When the Oppressed Support the Oppressed
[col. Writ. 2/24/19] (c)’19 Mumia Abu-Jamal
In recent weeks, prominent Black leaders have been labeled, quite unjustly, with the tag of anti-Semitism. The best know is perhaps the iconic radical figure, Dr. Angela Y. Davis, and the brilliant young scholar and author, Dr. Marc Lamont Hill.
As a direct result of these charges, Davis had an award from a Birmingham, Alabama civil rights group rescinded, and Hill was fired from his post at CNN.
At bottom, both were attacked for daring to speak out publicly on behalf of Palestinians, and the stark denial of their human rights under Israeli occupation.
Which raises the obvious question: Who has the right to tell one oppressed people when or whether they may support another oppressed people?
Few can question the oppression laid upon Blacks for centuries in America, which has repercussions into the present that are far too numerous to recount here.
Few can honestly question the social deprivations suffered by the Palestinians since the foundation of Israel in 1948, from land confiscation, mass incarceration, and military occupation over Arab villages and communities, and more.

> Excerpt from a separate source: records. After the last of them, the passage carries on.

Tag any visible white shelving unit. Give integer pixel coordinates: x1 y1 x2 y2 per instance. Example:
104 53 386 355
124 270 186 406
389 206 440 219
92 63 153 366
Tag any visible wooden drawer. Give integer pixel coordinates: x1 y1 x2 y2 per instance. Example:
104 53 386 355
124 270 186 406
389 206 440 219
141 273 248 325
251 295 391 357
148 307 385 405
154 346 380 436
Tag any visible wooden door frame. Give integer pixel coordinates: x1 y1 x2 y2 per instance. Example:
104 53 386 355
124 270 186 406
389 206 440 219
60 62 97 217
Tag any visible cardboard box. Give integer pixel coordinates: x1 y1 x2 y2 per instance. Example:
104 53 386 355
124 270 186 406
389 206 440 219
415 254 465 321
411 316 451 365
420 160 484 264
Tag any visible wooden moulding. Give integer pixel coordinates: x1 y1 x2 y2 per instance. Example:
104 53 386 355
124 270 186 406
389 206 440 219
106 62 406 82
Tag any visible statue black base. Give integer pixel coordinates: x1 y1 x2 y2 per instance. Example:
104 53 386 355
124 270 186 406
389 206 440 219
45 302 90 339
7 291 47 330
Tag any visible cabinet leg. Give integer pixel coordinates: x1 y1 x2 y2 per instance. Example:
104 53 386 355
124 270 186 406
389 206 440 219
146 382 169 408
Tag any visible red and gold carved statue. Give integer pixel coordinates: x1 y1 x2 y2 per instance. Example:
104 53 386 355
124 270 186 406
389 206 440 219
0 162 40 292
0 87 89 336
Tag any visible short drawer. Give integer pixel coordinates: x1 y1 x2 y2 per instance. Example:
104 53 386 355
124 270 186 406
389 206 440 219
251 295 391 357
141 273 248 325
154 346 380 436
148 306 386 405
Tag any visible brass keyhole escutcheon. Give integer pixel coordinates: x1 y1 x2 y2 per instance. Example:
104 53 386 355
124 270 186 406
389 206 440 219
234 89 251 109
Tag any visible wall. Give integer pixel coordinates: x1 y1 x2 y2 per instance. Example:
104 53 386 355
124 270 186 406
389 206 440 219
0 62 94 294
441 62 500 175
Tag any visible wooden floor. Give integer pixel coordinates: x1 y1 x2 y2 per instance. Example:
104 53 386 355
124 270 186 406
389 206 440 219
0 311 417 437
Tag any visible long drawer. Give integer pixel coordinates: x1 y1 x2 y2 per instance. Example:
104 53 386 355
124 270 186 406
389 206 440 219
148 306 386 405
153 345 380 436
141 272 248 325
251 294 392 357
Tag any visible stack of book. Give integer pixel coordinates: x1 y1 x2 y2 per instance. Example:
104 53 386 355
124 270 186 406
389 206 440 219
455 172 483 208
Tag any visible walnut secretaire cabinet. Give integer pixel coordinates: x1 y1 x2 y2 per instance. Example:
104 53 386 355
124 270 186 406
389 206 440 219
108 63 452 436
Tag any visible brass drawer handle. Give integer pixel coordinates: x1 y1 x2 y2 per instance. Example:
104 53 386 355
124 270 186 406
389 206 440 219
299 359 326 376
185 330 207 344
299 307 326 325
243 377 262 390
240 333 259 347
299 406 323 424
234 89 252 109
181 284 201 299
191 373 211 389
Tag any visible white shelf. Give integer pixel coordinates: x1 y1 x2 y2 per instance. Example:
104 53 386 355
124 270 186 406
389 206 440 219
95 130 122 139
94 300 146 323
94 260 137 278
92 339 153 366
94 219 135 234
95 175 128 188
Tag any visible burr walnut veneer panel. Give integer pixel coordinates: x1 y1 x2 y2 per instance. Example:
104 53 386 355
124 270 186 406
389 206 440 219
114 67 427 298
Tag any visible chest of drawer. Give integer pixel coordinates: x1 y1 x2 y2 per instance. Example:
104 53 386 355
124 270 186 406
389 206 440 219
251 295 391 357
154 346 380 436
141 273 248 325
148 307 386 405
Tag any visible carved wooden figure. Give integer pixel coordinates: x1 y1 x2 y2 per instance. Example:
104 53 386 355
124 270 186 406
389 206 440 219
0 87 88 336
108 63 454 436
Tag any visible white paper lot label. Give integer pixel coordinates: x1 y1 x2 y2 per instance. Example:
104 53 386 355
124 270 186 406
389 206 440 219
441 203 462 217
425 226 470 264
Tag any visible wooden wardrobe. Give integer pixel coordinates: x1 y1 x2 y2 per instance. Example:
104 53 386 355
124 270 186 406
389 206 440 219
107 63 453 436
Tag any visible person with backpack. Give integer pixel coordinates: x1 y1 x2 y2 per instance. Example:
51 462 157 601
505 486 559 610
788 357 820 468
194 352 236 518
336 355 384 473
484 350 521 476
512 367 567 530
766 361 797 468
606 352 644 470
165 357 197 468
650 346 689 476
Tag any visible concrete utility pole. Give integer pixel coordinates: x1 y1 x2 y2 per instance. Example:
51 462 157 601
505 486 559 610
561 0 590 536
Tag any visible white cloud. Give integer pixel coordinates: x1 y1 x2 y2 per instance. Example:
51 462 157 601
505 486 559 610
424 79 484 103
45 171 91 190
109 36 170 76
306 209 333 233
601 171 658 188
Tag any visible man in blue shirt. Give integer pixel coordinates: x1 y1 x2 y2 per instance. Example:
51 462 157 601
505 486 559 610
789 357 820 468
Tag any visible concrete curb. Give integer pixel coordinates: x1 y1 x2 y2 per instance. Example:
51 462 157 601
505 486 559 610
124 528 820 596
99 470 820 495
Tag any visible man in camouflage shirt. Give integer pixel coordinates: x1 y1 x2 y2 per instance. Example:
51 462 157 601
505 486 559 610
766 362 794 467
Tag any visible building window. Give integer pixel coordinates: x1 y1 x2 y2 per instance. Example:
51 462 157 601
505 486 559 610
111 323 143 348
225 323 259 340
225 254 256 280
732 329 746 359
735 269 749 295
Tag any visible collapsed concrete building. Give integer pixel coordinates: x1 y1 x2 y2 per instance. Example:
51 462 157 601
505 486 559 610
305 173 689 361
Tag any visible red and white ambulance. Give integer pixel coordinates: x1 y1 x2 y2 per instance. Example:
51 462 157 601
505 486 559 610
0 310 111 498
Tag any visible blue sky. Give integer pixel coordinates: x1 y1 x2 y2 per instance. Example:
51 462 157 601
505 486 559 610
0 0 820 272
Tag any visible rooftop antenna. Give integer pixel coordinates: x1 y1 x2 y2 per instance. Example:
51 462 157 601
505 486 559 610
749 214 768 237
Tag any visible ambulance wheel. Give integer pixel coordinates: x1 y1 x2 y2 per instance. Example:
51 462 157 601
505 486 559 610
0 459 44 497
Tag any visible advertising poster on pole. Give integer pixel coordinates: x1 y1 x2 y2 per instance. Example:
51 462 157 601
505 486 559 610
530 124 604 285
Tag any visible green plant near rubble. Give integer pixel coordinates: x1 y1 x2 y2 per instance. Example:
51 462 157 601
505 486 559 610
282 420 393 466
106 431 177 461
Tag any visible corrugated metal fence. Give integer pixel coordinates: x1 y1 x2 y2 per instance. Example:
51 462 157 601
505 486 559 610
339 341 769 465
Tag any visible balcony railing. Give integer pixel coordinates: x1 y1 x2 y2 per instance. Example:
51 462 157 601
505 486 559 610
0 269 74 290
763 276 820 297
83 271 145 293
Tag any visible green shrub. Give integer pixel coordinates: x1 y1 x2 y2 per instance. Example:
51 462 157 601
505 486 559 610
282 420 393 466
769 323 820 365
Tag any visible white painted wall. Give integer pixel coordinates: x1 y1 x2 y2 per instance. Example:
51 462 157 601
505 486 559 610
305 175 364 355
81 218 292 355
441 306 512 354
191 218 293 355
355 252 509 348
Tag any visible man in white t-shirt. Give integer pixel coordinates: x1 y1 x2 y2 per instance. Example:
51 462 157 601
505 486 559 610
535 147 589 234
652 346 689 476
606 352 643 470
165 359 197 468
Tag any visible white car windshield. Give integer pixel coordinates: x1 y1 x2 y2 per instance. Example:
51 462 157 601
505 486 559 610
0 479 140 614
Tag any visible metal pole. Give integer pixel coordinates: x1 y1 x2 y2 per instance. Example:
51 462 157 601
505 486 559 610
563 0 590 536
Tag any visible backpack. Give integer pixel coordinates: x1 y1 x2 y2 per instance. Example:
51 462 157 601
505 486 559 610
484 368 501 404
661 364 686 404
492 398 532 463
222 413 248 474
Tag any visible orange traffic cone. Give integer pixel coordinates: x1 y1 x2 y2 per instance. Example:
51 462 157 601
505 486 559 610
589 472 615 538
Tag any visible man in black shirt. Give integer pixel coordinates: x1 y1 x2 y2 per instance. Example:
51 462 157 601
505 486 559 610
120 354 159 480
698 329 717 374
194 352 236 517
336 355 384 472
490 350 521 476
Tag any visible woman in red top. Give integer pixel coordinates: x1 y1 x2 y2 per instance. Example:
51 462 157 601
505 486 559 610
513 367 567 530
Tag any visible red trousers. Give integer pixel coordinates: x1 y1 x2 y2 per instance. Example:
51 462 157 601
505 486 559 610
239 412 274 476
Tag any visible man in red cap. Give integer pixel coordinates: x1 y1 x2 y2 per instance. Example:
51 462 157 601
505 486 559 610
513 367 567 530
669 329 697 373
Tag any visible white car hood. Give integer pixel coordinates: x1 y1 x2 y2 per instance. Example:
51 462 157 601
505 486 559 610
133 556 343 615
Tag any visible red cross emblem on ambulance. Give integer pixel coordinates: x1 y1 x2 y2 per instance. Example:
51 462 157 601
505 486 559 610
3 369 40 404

Why and how does it become anti-Semitic when communities of the oppressed support each other?
When the Obama Administration came into power, and US diplomats called on Israel to “freeze” settlements, posters sprang up on Tel Aviv walls depicting Obama wearing an Arab headdress (called a kaffiyeh) and emblazoned with the the words “Jew Hater” and “Anti-Semite!” This, for Barack H. Obama, who swore to AIPAC (before election) to do everything and anything to protect and defend Israel!
Neither Angela Davis, nor Marc Lamont Hill are anti-Semitic; they are anti-racist anti-oppression and anti-imperialist.
And no one – NO ONE – has the right to tell any oppressed people who they may – or may not – support.